Brasília - O ministro da Secretaria de Assuntos Estratégicos, Mangabeira Unger, concede entrevista à Agência Brasil Foto: Valter Campanato/ABr

Brasília – O ministro da Secretaria de Assuntos Estratégicos, Mangabeira Unger, concede entrevista à Agência Brasil Foto: Valter Campanato/ABr

O Palácio do Planalto anunciou na terça-feira (3) que o professor Mangabeira Unger será o ministro de Assuntos Estratégicos e substituirá o atual chefe da pasta, Marcelo Neri.

Unger já comandou a pasta, entre 2007 e 2009, durante o governo do ex-presidente Luiz Inácio Lula da Silva, e entrou em 2013 para a lista de intelectuais do ano da revista britânica “Prospect”.

Roberto Mangabeira Unger é um filósofo e destacado teórico social, além de atual ministro-chefe da Secretaria de Assuntos Estratégicos da Presidência da República do Brasil. Em 1971 tornou-se um dos mais jovens professores da Universidade Harvard.

 

Em nota entregue aos jornalistas pelo ministro Thomas Traumann, da Secretaria de Comunicação (Secom) da Presidência da República, a presidenta Dilma Rousseff agradece “a competência, dedicação e a lealdade do ministro Marcelo Neri” durante o período em que chefiou a secretaria. Neri foi presidente do Instituto de Pesquisa Econômica Aplicada (Ipea) e exerceu o cargo de ministro da SAE interinamente de março de 2013 a maio de 2014.

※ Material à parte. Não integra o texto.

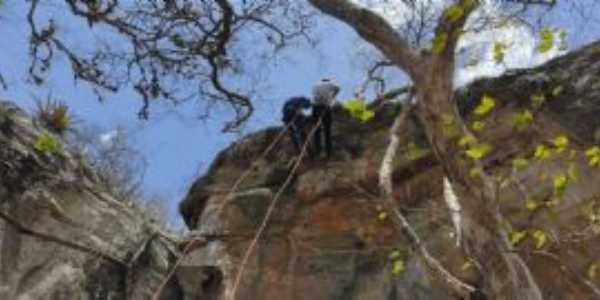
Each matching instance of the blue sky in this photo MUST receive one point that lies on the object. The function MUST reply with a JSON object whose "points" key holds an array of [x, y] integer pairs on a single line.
{"points": [[177, 146]]}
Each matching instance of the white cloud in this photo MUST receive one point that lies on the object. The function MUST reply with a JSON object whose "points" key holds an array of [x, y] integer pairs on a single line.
{"points": [[107, 138], [521, 51]]}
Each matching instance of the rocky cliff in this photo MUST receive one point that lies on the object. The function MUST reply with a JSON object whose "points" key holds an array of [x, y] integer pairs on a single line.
{"points": [[62, 236], [327, 237]]}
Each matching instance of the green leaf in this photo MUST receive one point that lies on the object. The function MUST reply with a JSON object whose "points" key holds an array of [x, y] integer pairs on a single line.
{"points": [[537, 100], [394, 255], [48, 143], [366, 115], [438, 45], [520, 164], [593, 271], [454, 12], [540, 238], [562, 37], [354, 106], [517, 237], [573, 172], [475, 172], [560, 182], [542, 152], [523, 119], [358, 109], [546, 40], [557, 90], [485, 106], [593, 156], [499, 52], [467, 265], [531, 204], [466, 140], [478, 126], [560, 142], [478, 151], [398, 267]]}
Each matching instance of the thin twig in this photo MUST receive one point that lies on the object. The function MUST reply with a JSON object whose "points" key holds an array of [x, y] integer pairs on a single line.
{"points": [[231, 192], [47, 237]]}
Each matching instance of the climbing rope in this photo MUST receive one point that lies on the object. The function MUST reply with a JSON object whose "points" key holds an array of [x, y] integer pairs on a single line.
{"points": [[193, 242], [270, 210]]}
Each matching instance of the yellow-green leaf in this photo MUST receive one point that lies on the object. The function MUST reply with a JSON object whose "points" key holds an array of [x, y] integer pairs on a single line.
{"points": [[531, 204], [546, 40], [478, 125], [454, 12], [522, 119], [438, 44], [478, 151], [466, 140], [593, 156], [560, 182], [366, 115], [485, 106], [398, 267], [593, 271], [557, 90], [537, 100], [561, 142], [358, 109], [467, 265], [499, 52], [542, 152], [394, 255], [540, 238], [562, 37], [475, 172], [573, 172], [47, 143], [520, 164], [517, 236]]}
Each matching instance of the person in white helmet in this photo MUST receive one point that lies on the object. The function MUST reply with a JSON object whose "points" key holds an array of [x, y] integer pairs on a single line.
{"points": [[324, 93]]}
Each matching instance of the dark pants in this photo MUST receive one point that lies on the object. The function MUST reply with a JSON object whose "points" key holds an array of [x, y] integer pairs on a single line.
{"points": [[296, 126], [324, 113]]}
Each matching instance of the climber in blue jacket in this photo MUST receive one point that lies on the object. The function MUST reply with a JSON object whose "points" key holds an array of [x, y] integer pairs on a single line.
{"points": [[295, 119]]}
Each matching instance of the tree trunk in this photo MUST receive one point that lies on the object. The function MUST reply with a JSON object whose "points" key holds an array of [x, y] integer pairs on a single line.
{"points": [[505, 274]]}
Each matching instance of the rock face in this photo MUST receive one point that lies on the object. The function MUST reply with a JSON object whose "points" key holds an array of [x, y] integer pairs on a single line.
{"points": [[62, 236], [326, 237]]}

É membro da Academia Americana de Artes e Ciências. Em 1991, foi professor de Barack Obama, atual presidente norte-americano.

 

PS _ “brasileiro americano” no título: assim mesmo para provocar…

 

 

Lei abaixo um texto de Unger sobre reforma política:

 

QUAL REFORMA POLITICA?

Roberto Mangabeira Unger

Reforma política que venha ao encontro dos anseios da nação deve aprofundar o que a Constituição de 1988 prometeu mas não entregou: a reconciliação da democracia representativa com a democracia participativa.

Democracia participativa e direta não deve ser contra democracia representativa e partidária: são duas formas de organização democrática que podem e devem se reforçar reciprocamente.

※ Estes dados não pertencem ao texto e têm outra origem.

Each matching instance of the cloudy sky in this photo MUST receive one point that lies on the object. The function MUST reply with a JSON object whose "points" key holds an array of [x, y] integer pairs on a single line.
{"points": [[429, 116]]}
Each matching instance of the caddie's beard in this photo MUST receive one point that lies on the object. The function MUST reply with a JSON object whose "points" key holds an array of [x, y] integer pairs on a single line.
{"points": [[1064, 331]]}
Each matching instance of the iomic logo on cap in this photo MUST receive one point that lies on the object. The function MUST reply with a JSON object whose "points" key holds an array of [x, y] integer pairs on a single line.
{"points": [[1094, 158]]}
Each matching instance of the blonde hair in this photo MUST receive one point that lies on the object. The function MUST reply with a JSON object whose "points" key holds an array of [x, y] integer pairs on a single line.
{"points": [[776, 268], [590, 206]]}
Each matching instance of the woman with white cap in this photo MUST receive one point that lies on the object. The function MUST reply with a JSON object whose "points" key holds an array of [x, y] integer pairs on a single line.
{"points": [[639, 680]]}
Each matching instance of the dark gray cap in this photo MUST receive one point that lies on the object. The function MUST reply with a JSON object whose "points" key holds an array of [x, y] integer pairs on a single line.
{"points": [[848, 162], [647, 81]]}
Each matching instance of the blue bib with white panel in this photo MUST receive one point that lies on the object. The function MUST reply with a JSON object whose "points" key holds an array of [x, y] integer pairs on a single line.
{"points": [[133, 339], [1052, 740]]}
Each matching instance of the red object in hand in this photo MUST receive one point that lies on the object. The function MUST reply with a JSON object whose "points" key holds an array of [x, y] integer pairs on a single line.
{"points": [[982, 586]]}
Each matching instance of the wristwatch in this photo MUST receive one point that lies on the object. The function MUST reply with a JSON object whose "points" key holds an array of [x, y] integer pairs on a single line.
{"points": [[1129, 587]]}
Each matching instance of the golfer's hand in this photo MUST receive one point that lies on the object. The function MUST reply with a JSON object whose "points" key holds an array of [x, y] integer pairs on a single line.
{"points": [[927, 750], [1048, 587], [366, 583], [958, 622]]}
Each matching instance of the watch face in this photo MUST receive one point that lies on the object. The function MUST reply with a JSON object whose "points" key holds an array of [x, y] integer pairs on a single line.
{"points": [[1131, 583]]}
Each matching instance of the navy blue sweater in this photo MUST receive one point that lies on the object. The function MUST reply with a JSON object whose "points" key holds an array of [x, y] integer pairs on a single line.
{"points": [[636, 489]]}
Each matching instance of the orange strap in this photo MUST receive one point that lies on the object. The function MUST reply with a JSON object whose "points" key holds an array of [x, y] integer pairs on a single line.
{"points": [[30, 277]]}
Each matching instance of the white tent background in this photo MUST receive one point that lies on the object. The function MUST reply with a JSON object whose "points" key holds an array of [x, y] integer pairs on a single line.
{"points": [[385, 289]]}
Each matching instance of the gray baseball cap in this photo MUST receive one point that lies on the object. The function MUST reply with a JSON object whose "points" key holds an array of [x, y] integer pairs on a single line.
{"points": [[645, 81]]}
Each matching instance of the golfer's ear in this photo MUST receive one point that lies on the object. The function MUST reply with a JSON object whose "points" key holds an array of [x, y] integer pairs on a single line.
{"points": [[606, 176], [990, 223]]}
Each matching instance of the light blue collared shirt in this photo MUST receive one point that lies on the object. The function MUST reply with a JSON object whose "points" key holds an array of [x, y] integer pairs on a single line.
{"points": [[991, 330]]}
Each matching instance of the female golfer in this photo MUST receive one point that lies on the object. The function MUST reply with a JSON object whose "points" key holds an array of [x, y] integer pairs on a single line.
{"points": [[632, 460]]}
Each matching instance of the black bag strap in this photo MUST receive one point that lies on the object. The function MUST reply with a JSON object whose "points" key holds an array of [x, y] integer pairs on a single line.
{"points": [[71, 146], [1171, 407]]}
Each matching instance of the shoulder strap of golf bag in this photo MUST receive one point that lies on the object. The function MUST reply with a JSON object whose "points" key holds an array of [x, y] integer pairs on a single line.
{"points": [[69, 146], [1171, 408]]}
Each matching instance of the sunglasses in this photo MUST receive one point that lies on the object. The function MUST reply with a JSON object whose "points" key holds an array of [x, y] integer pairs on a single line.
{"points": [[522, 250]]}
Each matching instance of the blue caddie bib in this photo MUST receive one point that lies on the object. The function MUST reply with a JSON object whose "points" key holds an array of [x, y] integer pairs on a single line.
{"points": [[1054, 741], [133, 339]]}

E representação não precisa fazer-se só por partido. É equívoco pensar que se os cidadãos não se organizarem e se fizerem representar exclusivamente por meio de partidos estarão condenados a ser horda amorfa e manipulável.

Podem organizar-se — e se fazer representar — também por outros canais, como são os movimentos fora dos partidos. Problema. A política continua na sombra corruptora do dinheiro.

Dinheiro não deve poder comprar político e governante. O financiamento privado das eleições é a primeira causa, direta ou indireta, de corrupção na política brasileira. A segunda causa é a ocupação do Estados por um bando de gente nomeada pelos governantes. Solução: organizar o financiamento público não só dos partidos, mas também dos candidatos avulsos e independentes.

Permitir contribuições privadas apenas de pequeno valor, até o máximo de cinco salários mínimos. Insistir que no horário eleitoral da televisão, que é onde se gasta, desnecessariamente, a maior parte do dinheiro das campanhas mais importantes, só possa haver fala de candidato diante de fundo simples. Para completar a obra: começar a substituir a grande maioria dos cargos comissionados, de indicação política, por carreiras de Estado. Problema. Os partidos querem monopolizar a política e a representação.

O povo brasileiro não quer. Não leva os partidos a sério, tal como existem, a não ser como ameaça permanente. Solução. Qualquer cidadão que demonstre, por assinaturas, contar com o apoio de um por cento do eleitorado em seu município, em seu estado ou no país (de acordo com o mandato a que pretenda concorrer) pode concorrer sem legenda partidária, inclusive à presidência da república.